Friday, June 27, 2014

Big data cubes

When exporting some large solution sets from GAMS I was wondering about the size improvements we can get by storing strings in a pool.

The output data is organized in a very large “cube”, i.e. a single large parameter (in GAMS language) or table (when looked at from an RDBMS). In the GAMS GDX viewer the parameter results(impactparameter, scenario, commodity, region, productiontype, year) looks like:

image

Note that some of the strings are fairly large (the first index), while most are coded efficiently (e.g. three letter country codes). When we export this to a csv file or a database typically we export this as a single large table:

image

image

If we look at the table below we are a little bit surprised about the file sizes:

image 

This is a small test case: we can expect larger file sizes in practice (more scenarios, more impact parameters, more production technologies). The SQLite databases were exported with GDX2SQLITE. The compressed GDX files were generated with the environment variable GdxCompress turned on (see http://yetanothermathprogrammingconsultant.blogspot.com/2010/04/gamsgdx-compression.html).

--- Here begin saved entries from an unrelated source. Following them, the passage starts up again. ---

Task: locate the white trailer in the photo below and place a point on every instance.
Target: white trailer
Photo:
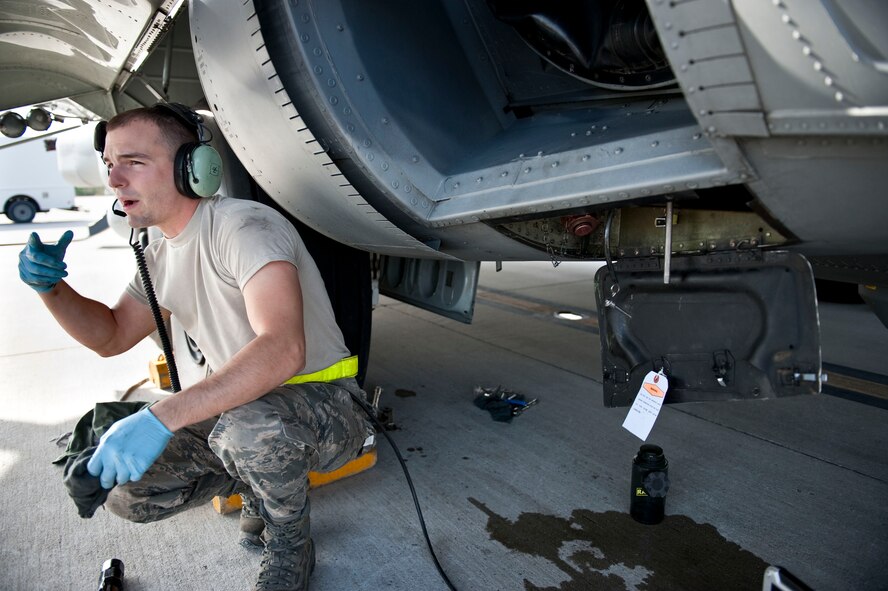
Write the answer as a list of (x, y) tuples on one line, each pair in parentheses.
[(30, 180)]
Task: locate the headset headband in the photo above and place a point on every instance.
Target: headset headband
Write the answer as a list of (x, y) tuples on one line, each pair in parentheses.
[(187, 117)]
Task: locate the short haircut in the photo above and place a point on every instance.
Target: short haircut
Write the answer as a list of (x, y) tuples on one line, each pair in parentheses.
[(173, 130)]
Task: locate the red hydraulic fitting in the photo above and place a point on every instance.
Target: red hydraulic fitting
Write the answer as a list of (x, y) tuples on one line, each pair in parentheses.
[(580, 225)]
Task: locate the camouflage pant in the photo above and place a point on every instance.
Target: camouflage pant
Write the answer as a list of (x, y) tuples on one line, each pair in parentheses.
[(267, 446)]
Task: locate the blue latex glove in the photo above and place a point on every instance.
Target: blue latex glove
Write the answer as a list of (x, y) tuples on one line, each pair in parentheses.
[(42, 265), (129, 448)]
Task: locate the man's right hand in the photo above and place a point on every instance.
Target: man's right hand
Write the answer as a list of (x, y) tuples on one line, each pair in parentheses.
[(42, 266)]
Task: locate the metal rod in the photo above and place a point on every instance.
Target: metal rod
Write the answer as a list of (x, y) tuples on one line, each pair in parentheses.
[(668, 260)]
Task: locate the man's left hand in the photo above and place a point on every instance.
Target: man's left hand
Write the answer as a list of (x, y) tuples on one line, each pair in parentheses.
[(129, 448)]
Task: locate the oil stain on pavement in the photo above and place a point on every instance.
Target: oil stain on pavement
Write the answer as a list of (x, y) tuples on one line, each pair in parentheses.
[(612, 552)]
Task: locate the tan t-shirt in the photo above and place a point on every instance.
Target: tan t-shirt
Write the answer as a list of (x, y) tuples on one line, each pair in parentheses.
[(199, 276)]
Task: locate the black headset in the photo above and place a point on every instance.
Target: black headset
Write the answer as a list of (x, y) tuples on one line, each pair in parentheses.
[(197, 167)]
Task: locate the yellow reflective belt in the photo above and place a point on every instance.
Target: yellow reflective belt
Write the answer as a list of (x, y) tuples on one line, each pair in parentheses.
[(346, 368)]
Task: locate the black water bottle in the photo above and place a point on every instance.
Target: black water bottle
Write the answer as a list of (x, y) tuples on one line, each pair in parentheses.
[(111, 578), (650, 482)]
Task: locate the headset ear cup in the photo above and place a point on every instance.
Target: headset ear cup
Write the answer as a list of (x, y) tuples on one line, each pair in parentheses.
[(205, 176), (180, 170)]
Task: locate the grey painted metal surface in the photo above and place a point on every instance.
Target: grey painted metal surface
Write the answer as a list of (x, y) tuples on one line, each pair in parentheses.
[(432, 129)]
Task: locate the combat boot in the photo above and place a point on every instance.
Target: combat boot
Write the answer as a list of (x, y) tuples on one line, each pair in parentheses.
[(251, 524), (289, 558)]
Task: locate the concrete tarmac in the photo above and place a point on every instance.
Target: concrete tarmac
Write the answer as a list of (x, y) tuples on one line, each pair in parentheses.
[(540, 503)]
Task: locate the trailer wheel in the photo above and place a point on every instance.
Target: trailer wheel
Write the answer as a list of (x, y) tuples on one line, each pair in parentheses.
[(21, 209)]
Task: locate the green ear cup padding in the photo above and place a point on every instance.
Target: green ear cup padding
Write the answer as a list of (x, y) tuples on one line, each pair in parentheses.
[(205, 171)]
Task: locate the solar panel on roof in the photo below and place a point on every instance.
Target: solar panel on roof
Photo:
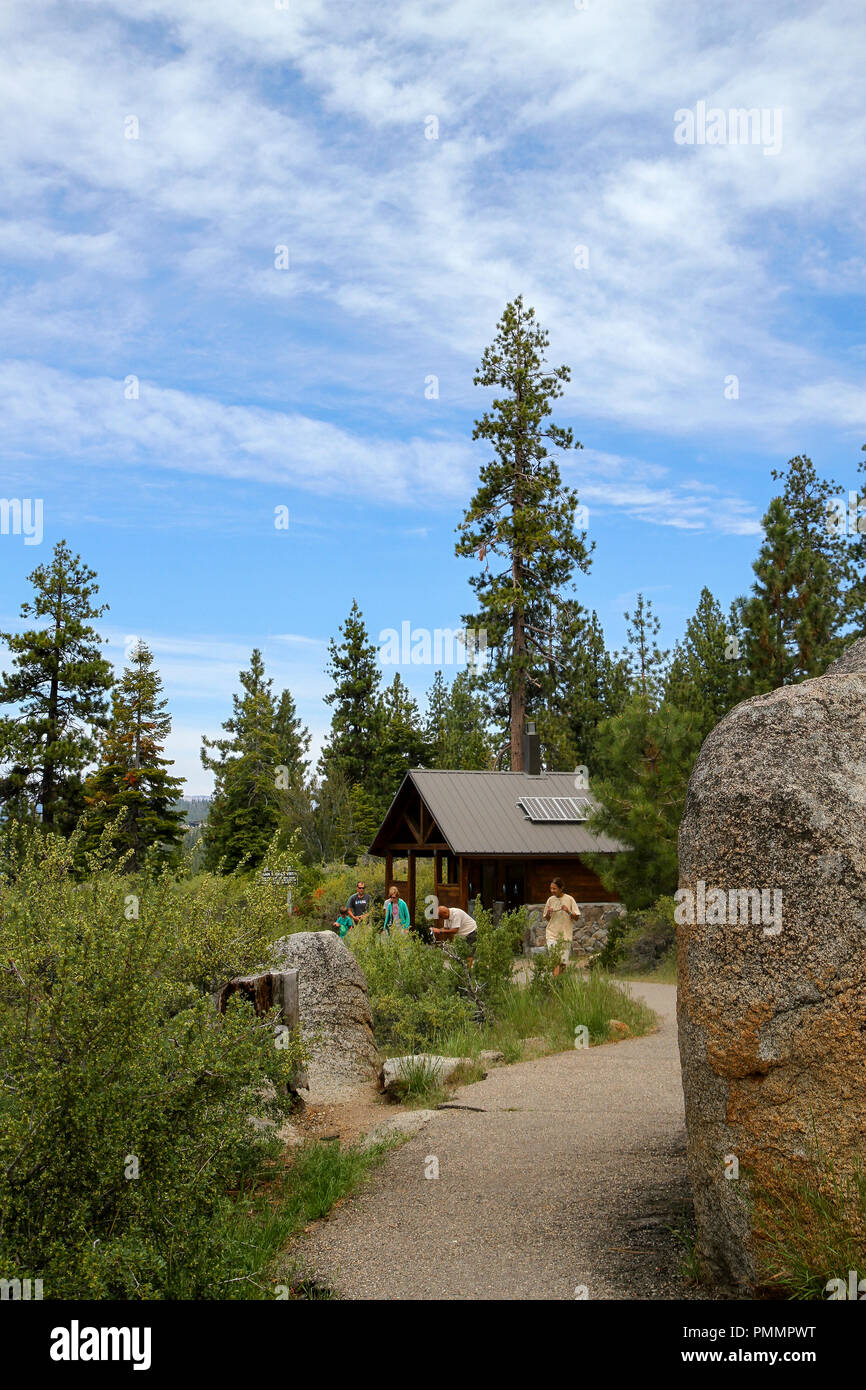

One reason why GAMS GDX files may be more efficient is that strings (corresponding to set elements in GAMS) are stored in a separate data structure. This pool stores only Unique ELements (or UELs). Of course we can also export the data in this form:

  1. Export the UELs into a separate table (called UELS$).
  2. Export the parameters with integers in the index positions (these numbers correspond to the UEL$ table). For the example above we store this in a table results$.
  3. To make it easy for the user we create an SQL VIEW called results that performs the joins to get the string data. You still can do select * from results and get the same results. This database schema is actually significantly more efficient w.r.t. space. The real data is stored in the the uels$ and results$ table. The view does not store any data: the joins are performed when we do a select.

image

It is interesting to see how few UELs typical models have. This big parameter results has more than 4 million records but it has only 339 unique elements:

image

or differently derived:

image

I.e. the UELS$ table will be quite small. A really smart query optimizer may build a hash table out of this for quick lookup (I have seen SQL Server doing these kind of tricks).

The SQL VIEW itself – performing the joins – is somewhat ugly, but as it is automatically generated we don’t really care:

image

The user can just use results as it were a normal table and does not need to worry about what is happening underneath. 

This organization is a little bit like the star schema used in data warehousing and OLAP. It is a bit special as for each dimension we use the same dimension table. If we have explicit sets for each dimension we really could implement a star schema. Again with a proper SQL VIEW we can hide the ugly details from the user.

Of course the GDX files themselves are even more compact (by a large margin!). I am pushing for an ODBC driver for GDX files: that would give us direct access to GDX files as if they were SQL tables. This is both useful for end-users with tools that can use ODBC data sources (e.g. Excel, Tableau, SQL Server, Access) and for programmers who are more familiar with relational data compared to using the GDX API directly (you really need to know GAMS before you can use the GDX API).